The following report of a remarkable chance discovery was reported in this country by the Antiques Trade Gazette in March of this year :
A previously lost Fabergé egg has been found by Mayfair jeweller Wartski in the American Midwest.
Until the rediscovery in near miraculous circumstances, eight of the fifty eggs made to unique designs by Carl Fabergé for the doomed Russian Royal family, were deemed missing with only three of those believed to have survived the Revolution.
This Fabergé egg, a diminutive 3.25in (8.2cm) high and made in yellow gold set with cabochon sapphires and rose diamonds, opens via a brilliant-cut diamond pushpiece to reveal a watch with diamond-set hands by the Swiss maker Vacheron Constantin. Made in the workshop of Fabergé’s chief-jeweller August Holmström in St Petersburg, 1886-1887, it was given by Alexander III to the Empress Maria Feodorovna in 1887, making this the third of the Imperial eggs.
It was last seen in public 112 years ago when it was photographed in the Von Dervis Mansion exhibition of the Imperial family’s Fabergé collection in St Petersburg in March 1902. It was later confiscated by the Bolsheviks and recorded in a Moscow inventory in 1922 at the time when many Imperial treasures were sold to the West.
Scholars feared it had been melted for its considerable gold content but in 2011 the discovery of a grainy black and white photograph of the egg in a 1964 catalogue of New York auctioneers, Parke-Bernet, offered the possibility at least that it was still awaiting rediscovery – and a spectacular reattribution. At the time of the 1964 sale it was described simply as a ‘gold watch in egg form case’ and had sold for $2450 (£875). In an article written for The Telegraph in August 2011, Kieran McCarthy, Fabergé expert at Wartski, had speculated it could today be worth around £20m.
Meanwhile it seems a part-time dealer in the Midwest of America had bought the egg at a bric-a-brac market paying $14,000 for what he predicted was $14,500 worth of bullion (scrap metal).

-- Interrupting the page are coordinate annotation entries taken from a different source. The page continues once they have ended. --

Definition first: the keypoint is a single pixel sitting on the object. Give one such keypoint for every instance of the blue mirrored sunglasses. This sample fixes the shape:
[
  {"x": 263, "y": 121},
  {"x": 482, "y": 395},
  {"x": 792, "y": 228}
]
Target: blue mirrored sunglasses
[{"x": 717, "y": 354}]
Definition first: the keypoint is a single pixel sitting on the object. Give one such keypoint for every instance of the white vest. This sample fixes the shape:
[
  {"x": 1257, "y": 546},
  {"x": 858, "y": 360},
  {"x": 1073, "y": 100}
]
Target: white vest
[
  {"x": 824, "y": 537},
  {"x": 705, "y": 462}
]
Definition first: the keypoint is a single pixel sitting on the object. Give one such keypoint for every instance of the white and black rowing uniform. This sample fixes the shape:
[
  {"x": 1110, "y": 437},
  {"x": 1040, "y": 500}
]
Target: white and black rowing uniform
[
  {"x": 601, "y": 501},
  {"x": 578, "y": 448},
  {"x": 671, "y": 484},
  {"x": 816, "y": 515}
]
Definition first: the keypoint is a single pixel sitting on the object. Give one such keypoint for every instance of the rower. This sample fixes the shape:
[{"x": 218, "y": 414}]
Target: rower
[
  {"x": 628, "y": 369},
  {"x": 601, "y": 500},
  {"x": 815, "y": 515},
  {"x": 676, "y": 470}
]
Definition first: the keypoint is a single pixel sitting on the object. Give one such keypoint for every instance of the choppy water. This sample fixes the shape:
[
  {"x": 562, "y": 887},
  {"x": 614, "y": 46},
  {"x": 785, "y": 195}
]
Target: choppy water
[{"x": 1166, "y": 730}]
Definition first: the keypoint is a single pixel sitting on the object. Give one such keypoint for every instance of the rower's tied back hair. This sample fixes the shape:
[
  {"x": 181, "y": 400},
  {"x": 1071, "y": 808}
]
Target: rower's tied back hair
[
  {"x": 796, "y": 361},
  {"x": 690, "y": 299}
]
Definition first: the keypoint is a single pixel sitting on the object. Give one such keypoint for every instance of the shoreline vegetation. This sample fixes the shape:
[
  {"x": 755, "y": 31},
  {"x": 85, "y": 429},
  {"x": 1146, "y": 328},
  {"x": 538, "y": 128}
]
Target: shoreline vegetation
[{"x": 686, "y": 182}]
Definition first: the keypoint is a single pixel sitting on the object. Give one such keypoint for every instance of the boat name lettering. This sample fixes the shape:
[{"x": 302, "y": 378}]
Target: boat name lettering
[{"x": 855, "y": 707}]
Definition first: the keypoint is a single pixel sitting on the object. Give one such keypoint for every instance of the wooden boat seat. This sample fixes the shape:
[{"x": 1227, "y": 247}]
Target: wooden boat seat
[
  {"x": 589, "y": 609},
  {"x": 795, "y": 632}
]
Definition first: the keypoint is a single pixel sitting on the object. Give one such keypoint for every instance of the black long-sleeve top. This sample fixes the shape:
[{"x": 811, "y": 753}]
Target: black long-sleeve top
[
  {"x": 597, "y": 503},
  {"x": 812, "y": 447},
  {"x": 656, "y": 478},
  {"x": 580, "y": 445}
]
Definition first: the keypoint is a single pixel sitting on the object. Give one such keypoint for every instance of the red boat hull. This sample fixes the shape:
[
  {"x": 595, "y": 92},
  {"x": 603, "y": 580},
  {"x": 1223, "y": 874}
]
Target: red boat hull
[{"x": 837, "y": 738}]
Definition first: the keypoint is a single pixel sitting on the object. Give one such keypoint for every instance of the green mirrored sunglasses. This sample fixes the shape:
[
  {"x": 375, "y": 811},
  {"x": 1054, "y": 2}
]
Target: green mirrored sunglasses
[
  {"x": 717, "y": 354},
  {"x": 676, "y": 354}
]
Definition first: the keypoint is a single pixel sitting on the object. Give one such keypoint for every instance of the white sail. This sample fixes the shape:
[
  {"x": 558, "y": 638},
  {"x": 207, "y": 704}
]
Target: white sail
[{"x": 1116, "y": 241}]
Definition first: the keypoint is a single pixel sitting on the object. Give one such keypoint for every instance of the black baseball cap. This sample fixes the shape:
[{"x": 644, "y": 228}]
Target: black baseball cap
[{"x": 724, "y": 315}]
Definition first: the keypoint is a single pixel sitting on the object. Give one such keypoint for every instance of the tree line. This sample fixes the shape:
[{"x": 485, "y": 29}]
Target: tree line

As it happened he had overestimated its value (the egg has several scratches where its gold content has been sampled) and it was with a sense of despair earlier this year that he keyed the words ‘egg’ and ‘Vacheron Constantin’ into Google. It was then that The Telegraph article caught his eye prompting a succession of sleepless nights and a flight to London to visit Wartski who have handled twelve of the Imperial eggs in their long history. Shown a series of images of the egg, Mr McCarthy was almost certain a lost Imperial treasure had been found, but to confirm its authenticity he travelled to a small town in the Mid-West where he was shown into the kitchen of the owner’s home. The Third Imperial Fabergé Easter Egg was slightly smaller than a large cupcake positioned next to it.
Wartski have acquired the egg for a private collector, making the finder an art-historical lottery winner. (Although the price has not been revealed it is rumoured to be in the region of £15 million).
Two other of the original eight missing Imperial eggs are known to have survived the Russian Revolution. They are the 1889 Necessaire Egg (heavily chased gold, set with pearls and gemstones, without a stand, containing thirteen miniature toilet articles) and last recorded at Wartski in June 1952. The 1888 Cherub Egg with Chariot (a gold egg resting in a chariot drawn by a cherub) was last recorded with Armand Hammer in New York in 1934.